John Wyn-Evans, Head of Market Analysis at Rathbones, said: ‘The latest public sector borrowing figures continue to put pressure on the nation’s finances…
‘Taxes look likely to have to rise by £25 billion or more when we factor in the possible downgrade to the OBR’s long-term growth forecasts, which will inform Chancellor Rachel Reeves’ Budget decision-making.
‘Although many would like to see this figure reduced through spending cuts, the mood in the Labor Party does not seem to be very hopeful on this issue.’
Nigel Green, chief executive of global financial consultancy giant deVere Group, warned that pensions could be in Ms Reeves’ crosshairs.
‘While borrowing has gone well beyond expectations, growth remains stable and debt servicing costs are taking a larger share of national income,’ he said.

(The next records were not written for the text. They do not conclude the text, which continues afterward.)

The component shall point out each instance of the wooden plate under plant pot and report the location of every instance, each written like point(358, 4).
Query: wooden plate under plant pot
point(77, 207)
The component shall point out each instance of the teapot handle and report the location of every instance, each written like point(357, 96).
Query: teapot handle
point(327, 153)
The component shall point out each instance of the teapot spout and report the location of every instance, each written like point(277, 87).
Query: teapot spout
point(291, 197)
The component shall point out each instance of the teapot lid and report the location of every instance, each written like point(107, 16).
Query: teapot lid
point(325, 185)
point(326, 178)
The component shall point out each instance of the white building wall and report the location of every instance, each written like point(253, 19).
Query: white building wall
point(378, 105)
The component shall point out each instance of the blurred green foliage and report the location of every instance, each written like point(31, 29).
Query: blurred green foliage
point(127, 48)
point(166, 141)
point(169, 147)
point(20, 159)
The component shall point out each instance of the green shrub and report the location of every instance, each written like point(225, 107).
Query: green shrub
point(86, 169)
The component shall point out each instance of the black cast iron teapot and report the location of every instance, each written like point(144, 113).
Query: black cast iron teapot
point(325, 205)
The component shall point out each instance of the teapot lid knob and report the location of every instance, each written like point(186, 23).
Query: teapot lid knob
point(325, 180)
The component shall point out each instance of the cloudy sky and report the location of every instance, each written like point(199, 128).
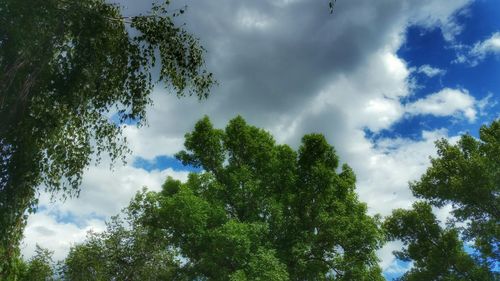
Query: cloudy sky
point(382, 80)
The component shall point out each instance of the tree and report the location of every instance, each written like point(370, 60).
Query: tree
point(64, 67)
point(436, 253)
point(125, 251)
point(467, 176)
point(39, 268)
point(262, 211)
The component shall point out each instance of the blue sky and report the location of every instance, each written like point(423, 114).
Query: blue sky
point(382, 80)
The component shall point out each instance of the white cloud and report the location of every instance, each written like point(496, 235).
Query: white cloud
point(447, 102)
point(488, 46)
point(302, 70)
point(104, 193)
point(57, 236)
point(477, 53)
point(431, 71)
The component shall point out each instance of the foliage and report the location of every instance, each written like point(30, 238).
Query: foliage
point(64, 67)
point(125, 251)
point(437, 253)
point(263, 211)
point(467, 176)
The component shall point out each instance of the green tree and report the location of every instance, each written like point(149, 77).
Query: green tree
point(125, 251)
point(436, 253)
point(64, 67)
point(467, 176)
point(39, 268)
point(262, 211)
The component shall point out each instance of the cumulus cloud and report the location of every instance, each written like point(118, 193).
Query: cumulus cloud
point(104, 192)
point(480, 50)
point(447, 102)
point(291, 67)
point(431, 71)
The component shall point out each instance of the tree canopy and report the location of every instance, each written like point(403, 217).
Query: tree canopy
point(467, 176)
point(64, 67)
point(258, 211)
point(262, 211)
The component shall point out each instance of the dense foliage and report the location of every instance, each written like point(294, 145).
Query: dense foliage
point(467, 176)
point(64, 67)
point(437, 253)
point(262, 211)
point(259, 211)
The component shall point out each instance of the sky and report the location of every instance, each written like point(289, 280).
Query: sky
point(382, 80)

‘When the Treasury finds itself under such pressure, pensions often come first. ‘They are seen as an easy source of income that can be tapped quickly, even if the long-term consequences are serious.’
He added: ‘From benefit freezes to lifetime limit changes, history shows pensioners are the easiest targets.
‘The political calculation is that they are less likely to change their financial arrangements or take to the streets; But this calculation underestimates how much trust and capital is destroyed in the process.’